I have managed to implement a mock filter functions (after lots of attempts)

filter' :: (Num a, Eq a) => (a -> Bool) -> [a] -> [a]
filter' a [] = []
filter' a (x:xs) = if a x
  then x : filter' a xs
  else filter' a xs

What I don't clearly understand is the type declaration

filter' :: (Num a, Eq a) => (a -> Bool) -> [a] -> [a]
-- filter' (<10) [1,2,3] 
-- output = []

We pass in (<10) [1,2,3] . However in the type declaration (a -> Bool) we pass in a which comes from the list recursively and the output is either true or false. However what about the expressing the test (<10)? Why don't we add another Bool?

Answer 1

The type of your filter' function is only so constrained because you've declared that it is. If you don't declare the type, the compiler will infer a more tolerant type: (a -> Bool) -> [a] -> [a] . This is the same type as the built-in filter function:

Prelude> :type filter
filter :: (a -> Bool) -> [a] -> [a]

The expression (< 10) is a so-called section . It's a partially applied function.

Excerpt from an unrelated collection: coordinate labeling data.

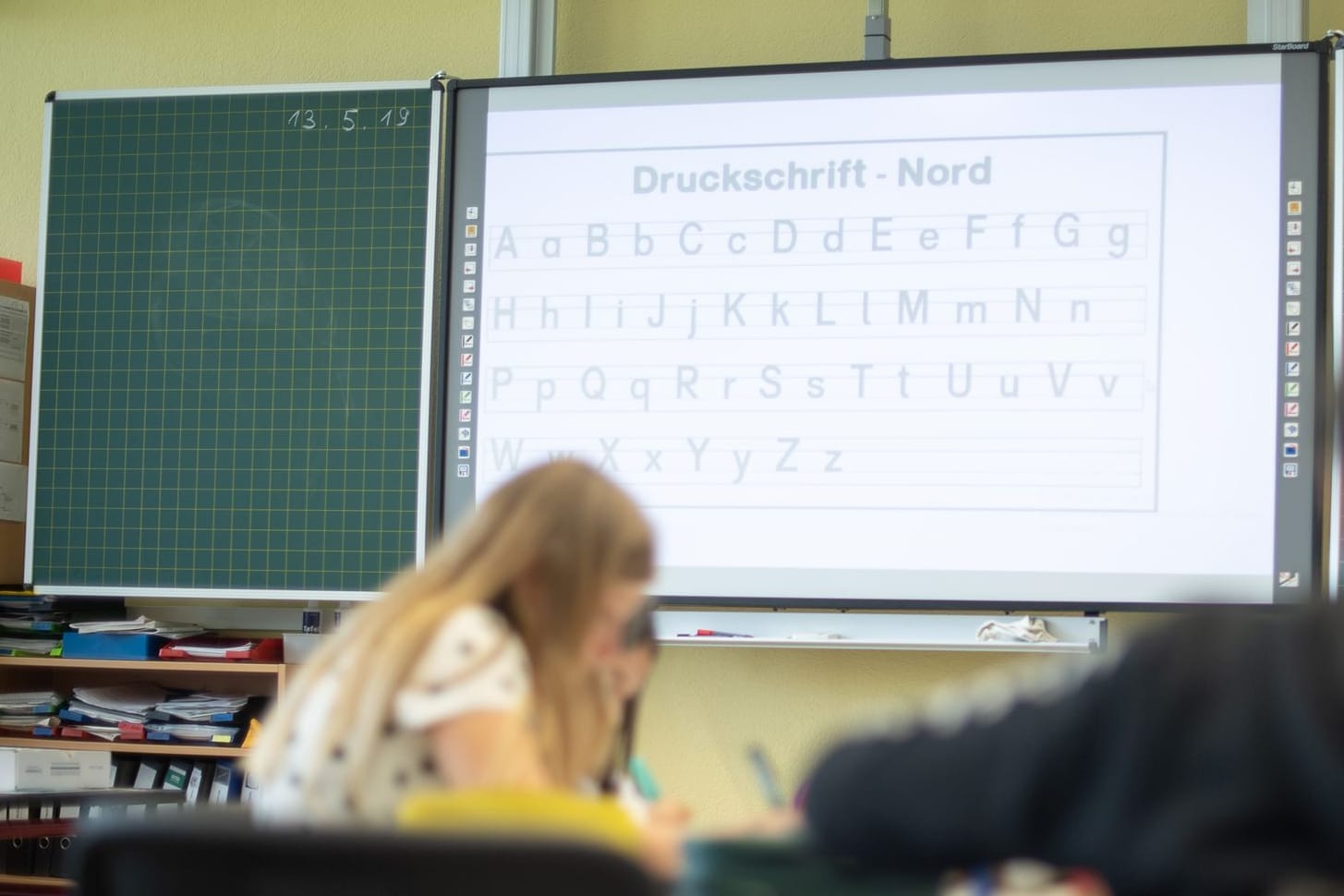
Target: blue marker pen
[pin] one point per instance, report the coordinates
(643, 780)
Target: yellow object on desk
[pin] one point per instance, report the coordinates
(523, 813)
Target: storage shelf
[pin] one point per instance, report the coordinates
(226, 667)
(141, 747)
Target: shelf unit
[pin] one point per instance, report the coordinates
(56, 673)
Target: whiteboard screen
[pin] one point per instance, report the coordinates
(1031, 332)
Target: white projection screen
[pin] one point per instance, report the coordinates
(1023, 332)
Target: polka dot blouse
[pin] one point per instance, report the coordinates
(475, 662)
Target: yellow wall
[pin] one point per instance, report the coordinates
(705, 704)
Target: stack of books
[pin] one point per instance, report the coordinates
(26, 711)
(30, 627)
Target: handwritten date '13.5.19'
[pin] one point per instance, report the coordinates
(348, 118)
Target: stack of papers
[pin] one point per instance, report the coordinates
(30, 703)
(140, 624)
(29, 709)
(32, 621)
(29, 723)
(182, 731)
(29, 647)
(203, 707)
(117, 703)
(106, 733)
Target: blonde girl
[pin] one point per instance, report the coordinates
(473, 671)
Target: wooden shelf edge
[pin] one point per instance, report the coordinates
(147, 665)
(37, 883)
(132, 747)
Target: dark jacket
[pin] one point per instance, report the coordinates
(1210, 759)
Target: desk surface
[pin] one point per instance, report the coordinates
(785, 868)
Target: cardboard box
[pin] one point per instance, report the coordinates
(39, 769)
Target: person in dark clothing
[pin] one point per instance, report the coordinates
(1208, 759)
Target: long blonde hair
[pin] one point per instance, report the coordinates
(562, 529)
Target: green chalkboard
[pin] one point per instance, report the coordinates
(231, 337)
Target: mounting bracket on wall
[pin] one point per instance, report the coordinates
(527, 38)
(877, 31)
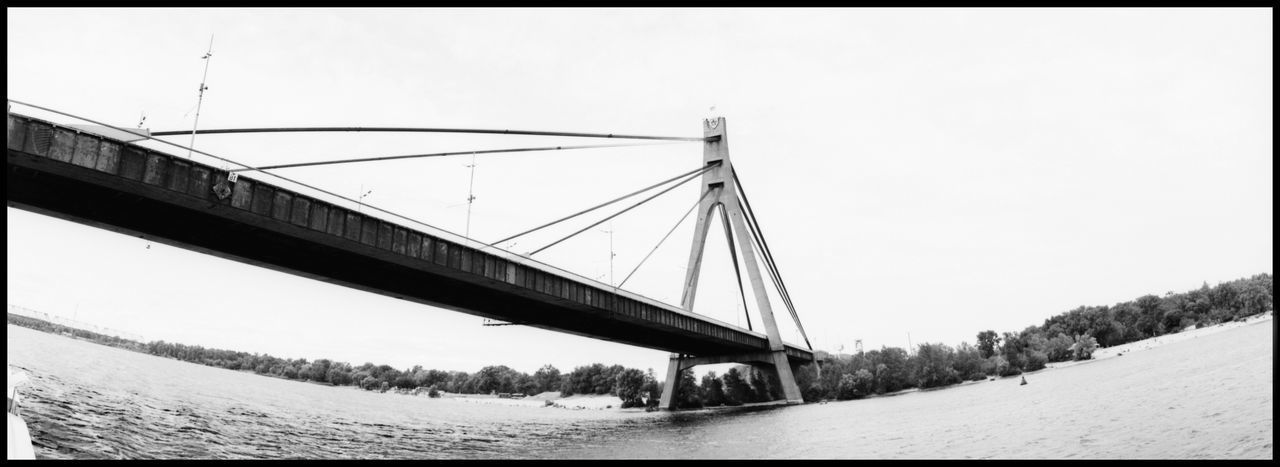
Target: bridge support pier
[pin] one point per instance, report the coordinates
(773, 361)
(720, 191)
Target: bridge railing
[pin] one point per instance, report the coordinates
(365, 209)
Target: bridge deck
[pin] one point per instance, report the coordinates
(128, 188)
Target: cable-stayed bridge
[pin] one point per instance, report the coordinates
(100, 178)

The operator < is itself a function:

Prelude> :type (<)
(<) :: Ord a => a -> a -> Bool

You can read this as: < is a function that takes two arguments, both of the generic type a . The type a must belong to the typeclass Ord . When you call < with such two values, a Bool value is returned.

Since Haskell functions are curried , you can call a function with only some of the arguments. The return value is a new function that 'waits for the remaining arguments':

Prelude> :type (< 10)
(< 10) :: (Num a, Ord a) => a -> Bool

This type is a little more constrained, because the literal 10 is inferred to belong to the Num typeclass. Since < is in use, the original constraint for that ( Ord ) is still in effect as well.

The expression [1,2,3] is is by the compiler inferred as:

Prelude> :type [1,2,3]
[1,2,3] :: Num t => [t]

The values all belong to the Num typeclass. When you use all of these types together, you get the union of all the inferred types:

Prelude> :type filter (< 10) [1,2,3]
filter (< 10) [1,2,3] :: (Num a, Ord a) => [a]

The Num typeclass is inferred because of the use of literals, and the Ord typeclass is inferred because of the use of the < operator.